Memorial of Saints John de Brebeuf and Isaac Jogues, Priests and Companions, Martyrs

Knowledge is something that we can acquire, own, and even lose. In a very real sense, then, we can recognize that knowledge is something that we possess. Is faith a type of knowledge, and thus a possession? Or is it something more? Abraham “was fully convinced that what God had promised he was also able to do.” If faith were just some sort of knowledge that “we can bank on,” then we could build barns in which to store it (and our other possessions), satisfied that on the last day we would be saved. Many people do this, knowing that Jesus will save them, and confident that this knowledge will save them on the last day. Thus, they can say, with thanksgiving, “now as for you, you have so many good things stored up for many years: rest, eat, drink, be merry!” But is this really so?

Though faith certainly involves a certain type of knowledge, it may be that what is more characteristic of biblical faith, is our trust in, and attachment to God, which God offers us to us as a grace that invites and enables our own cooperation. In this sense, faith is not only riches, but also poverty: we need to be emptied of our “know-it-all” attitude in order to trust and be led by the God who truly knows and loves and cares for us better than we know how to know and love and care for ourselves and one another. In short, we need to let go of our illusion of independence, that is, our illusion that one can get by on one’s own. Thus, faith is never a “knowledge” that we can “bank on,” and integrate into our lives, as if it were just one piece of the puzzle that we can master and then get on with things. Rather, it is a relationship in which one strives in earnest to live in and for Another.
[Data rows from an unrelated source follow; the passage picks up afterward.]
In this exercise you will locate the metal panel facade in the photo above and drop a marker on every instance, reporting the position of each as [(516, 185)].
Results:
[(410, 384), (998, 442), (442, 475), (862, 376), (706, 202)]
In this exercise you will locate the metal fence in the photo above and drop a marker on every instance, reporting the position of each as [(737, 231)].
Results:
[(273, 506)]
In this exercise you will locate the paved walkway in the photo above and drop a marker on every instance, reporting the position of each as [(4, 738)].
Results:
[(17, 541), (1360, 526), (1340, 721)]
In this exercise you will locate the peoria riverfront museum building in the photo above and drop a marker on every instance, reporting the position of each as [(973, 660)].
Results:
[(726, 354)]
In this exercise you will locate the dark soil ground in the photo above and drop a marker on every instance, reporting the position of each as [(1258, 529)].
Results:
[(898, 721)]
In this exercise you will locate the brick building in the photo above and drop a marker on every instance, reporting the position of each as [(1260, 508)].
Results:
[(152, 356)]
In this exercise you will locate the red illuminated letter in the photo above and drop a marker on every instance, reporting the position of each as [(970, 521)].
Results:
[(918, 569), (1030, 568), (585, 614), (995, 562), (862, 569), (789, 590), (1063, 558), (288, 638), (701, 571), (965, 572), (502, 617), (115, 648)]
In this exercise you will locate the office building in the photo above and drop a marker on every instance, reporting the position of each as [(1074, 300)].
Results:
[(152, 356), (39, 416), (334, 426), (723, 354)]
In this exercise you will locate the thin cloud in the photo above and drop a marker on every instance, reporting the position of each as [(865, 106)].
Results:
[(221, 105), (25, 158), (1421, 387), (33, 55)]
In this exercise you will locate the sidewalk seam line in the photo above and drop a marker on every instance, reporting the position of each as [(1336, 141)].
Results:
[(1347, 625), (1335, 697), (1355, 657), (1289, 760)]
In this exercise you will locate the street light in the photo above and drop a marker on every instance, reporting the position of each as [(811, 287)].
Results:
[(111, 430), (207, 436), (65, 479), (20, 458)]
The rich man thinks that, in his riches, his accomplishments (what is money if not a way to store up and trade in “merit?”), he has all he needs, but in fact, his riches are not at all what really matter. What counts is the child-like love and dependence on the One who is Lord. In one’s riches, one can make oneself lord (or lady) over one’s own self (and over others) and thus flee from or even reject the one who has every right to lord over us in love. True faith never leads to self-satisfaction or to a sense of accomplishment. Paul says that there is just one Faith, one Lord, one Baptism. True faith is not a knowledge, but a cleaving-to and living-in Christ.